Ждал, каждый вечер приезжал к Андреевке. Лежал в сеннике, глядя сквозь щели на звёзды, думал о чём-то. А на рассвете вскакивал на оставленного в овраге коня и уезжал в аул. Давно уже вступила в свои права осень, всё сильнее остывали ночи, остывало изменчивое сердце турка. Тянуло его домой — в комфорт стамбульских покоев, в уют анатолийского поместья. Хотелось слышать турецкую речь, мягкую, певучую, родную. А что мешало ему вернуться? Айдер всегда готов был самолично отвезти его в Турцию. Много у этого татарина было родственников там, вот и хлопотал, старался.

Вот только эта девочка, Дарёнка. Глупая, никак не хочет ехать с ним. Разве что силой увезти её? Но Айдер против. Говорит, что она может поднять шум, что с нею уезжать опасно. Да и родители в погоню броситься могут. Матросы, они такие, они друг за друга горой, даже если не знакомы. Перехватят беглецов на пароходе, и всё… Сиди потом до конца войны в каком-нибудь каземате. А если не морем бежать, а по суше? Нет, слишком долго и много риска. Значит, надо ехать без Дарьи. В конце концов, она не единственная женщина на свете. Он, Йылдырым, был честен — предложил ей всё, что имел. Сама отказалась. ИншаАллах…

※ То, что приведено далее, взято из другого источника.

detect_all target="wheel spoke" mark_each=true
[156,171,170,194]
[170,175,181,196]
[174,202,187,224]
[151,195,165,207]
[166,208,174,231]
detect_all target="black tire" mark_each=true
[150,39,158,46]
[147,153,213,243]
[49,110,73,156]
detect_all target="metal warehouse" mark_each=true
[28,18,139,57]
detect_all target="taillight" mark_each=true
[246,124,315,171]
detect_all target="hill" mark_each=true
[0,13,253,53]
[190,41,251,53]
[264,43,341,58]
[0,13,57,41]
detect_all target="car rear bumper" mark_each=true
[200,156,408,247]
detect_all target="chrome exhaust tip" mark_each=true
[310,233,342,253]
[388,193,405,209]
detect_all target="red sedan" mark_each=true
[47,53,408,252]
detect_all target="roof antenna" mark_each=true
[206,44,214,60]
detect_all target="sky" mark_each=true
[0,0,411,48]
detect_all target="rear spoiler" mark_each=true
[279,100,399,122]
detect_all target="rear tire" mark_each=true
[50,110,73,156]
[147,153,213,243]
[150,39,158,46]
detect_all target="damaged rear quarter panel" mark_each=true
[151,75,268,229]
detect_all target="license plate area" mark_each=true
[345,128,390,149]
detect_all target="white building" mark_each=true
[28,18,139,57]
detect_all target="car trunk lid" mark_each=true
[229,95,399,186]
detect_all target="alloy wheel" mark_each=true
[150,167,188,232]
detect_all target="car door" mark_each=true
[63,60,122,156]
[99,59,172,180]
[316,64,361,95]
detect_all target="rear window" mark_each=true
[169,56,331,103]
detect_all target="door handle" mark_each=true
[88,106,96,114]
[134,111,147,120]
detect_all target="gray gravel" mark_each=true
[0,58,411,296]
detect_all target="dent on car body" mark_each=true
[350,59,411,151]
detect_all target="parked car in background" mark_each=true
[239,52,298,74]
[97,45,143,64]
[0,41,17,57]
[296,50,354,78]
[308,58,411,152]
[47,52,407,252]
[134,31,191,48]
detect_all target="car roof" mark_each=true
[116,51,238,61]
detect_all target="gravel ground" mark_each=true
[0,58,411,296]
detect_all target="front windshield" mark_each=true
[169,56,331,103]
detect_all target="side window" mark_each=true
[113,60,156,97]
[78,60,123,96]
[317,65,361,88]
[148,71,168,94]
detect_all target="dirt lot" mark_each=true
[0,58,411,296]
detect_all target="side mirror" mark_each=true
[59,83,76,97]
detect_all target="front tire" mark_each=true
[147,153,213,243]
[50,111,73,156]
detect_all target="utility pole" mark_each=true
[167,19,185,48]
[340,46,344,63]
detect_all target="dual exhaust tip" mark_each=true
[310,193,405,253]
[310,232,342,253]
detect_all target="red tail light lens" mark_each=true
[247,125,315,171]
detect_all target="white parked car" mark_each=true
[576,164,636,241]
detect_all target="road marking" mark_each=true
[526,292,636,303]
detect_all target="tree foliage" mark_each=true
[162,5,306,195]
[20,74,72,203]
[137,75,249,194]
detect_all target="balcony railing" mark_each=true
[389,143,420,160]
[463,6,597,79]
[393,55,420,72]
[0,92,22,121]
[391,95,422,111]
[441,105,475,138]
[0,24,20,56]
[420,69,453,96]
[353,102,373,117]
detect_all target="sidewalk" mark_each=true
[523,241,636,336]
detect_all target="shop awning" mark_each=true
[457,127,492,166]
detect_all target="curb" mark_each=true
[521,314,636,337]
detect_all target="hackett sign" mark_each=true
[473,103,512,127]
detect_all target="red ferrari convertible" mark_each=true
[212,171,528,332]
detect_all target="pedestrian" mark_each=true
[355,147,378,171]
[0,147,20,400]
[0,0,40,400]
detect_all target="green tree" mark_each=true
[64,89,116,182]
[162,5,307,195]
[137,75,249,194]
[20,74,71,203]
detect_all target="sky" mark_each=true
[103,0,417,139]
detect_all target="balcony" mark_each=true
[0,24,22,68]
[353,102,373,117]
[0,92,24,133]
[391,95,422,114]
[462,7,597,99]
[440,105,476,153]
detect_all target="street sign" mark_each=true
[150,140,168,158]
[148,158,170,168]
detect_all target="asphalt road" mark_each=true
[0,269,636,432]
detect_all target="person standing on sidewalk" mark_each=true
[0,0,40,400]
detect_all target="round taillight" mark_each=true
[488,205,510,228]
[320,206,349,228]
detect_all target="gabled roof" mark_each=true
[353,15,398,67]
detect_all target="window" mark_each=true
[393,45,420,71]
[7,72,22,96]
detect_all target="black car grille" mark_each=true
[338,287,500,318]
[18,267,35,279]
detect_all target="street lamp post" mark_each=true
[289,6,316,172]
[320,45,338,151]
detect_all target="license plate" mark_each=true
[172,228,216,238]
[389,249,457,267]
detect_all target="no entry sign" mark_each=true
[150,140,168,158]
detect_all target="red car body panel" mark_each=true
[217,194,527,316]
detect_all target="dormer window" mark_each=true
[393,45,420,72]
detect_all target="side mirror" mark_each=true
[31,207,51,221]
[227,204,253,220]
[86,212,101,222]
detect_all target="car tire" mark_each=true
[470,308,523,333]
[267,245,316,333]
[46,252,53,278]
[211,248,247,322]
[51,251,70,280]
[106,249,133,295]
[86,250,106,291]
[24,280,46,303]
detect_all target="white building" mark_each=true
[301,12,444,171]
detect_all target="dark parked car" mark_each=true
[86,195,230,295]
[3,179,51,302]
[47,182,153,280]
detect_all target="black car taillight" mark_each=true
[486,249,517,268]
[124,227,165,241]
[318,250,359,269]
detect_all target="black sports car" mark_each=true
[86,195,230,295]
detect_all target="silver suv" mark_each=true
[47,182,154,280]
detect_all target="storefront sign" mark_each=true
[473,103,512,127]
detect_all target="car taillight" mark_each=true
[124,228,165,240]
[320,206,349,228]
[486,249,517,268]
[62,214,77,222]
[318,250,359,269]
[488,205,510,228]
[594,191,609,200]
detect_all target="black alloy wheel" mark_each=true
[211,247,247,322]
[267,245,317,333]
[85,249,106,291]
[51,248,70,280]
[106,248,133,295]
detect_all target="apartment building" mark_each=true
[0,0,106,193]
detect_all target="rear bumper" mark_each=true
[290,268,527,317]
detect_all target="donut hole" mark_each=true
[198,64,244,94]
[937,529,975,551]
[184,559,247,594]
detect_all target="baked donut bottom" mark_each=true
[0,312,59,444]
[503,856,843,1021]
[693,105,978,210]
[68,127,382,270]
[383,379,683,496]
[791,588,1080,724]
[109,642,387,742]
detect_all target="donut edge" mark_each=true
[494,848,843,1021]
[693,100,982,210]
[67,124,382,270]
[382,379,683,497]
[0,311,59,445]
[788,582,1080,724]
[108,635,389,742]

- Ты чего это Тимофей, такой смурной? - Аннушка с тревогой смотрела на лицо мужа.

- На сенник наш приходит кто-то почитай каждую ночь.

- На сенник? Может, бродяжка какой?

- Нет, Аннушка, не бродяжка. По следам я прошёл. В овраге лошадь у него. Наслежено сильно и навоз конский. Подковы татарские. Не одну ночь лошадь оставляли.

- Свят-свят-свят… Что же, за солдатами приглядывают? Или… - Аннушка боялась сказать вслух пришедшее на ум объяснение.

- Или. Видно, турок этот ястребом кружит вокруг Дарёнки.

- Ох… - Анна перекрестилась.

- Опасаюсь я, что давно уж сговорились они меж собой. Не так просто ты в её горничку перебралась — примечала, видать, за ней что-то. Примечала?

- Нет, Тимоша. Что мается, то видела. Боле ничего. А перебралась... Дедушка заметил как-то, будто окошко ночью открыто было. Правда, сама Дарёнка спала в это время. А я следок под окном нашла. Женский.

- И ничего за ей не заприметила всё это время?

- Ничего. Я даже по нужде её одну не отпускала. Сама с нею всё время ходила.

- Ты, Анна, вот что. Притворись, будто спишь крепко. Пусть одна выйдет. А я эту ночь покараулю снаружи. Погляжу, что делать станет. И буду молить Бога, чтобы мы с тобой ошибались.

Не помогли Тимофею молитвы. Выскользнула Дарёнка в окошко да к сеннику — шасть!

- Йылдырым! Любимый мой! - повисла на шее у турка. - Не могла я к тебе прибежать, матушка за мной приглядывала! Сегодня уснула она крепко, я и улизнула.

- А я уже думал, что не придёшь больше, что забыла меня! - недовольным голосом проворчал пленник.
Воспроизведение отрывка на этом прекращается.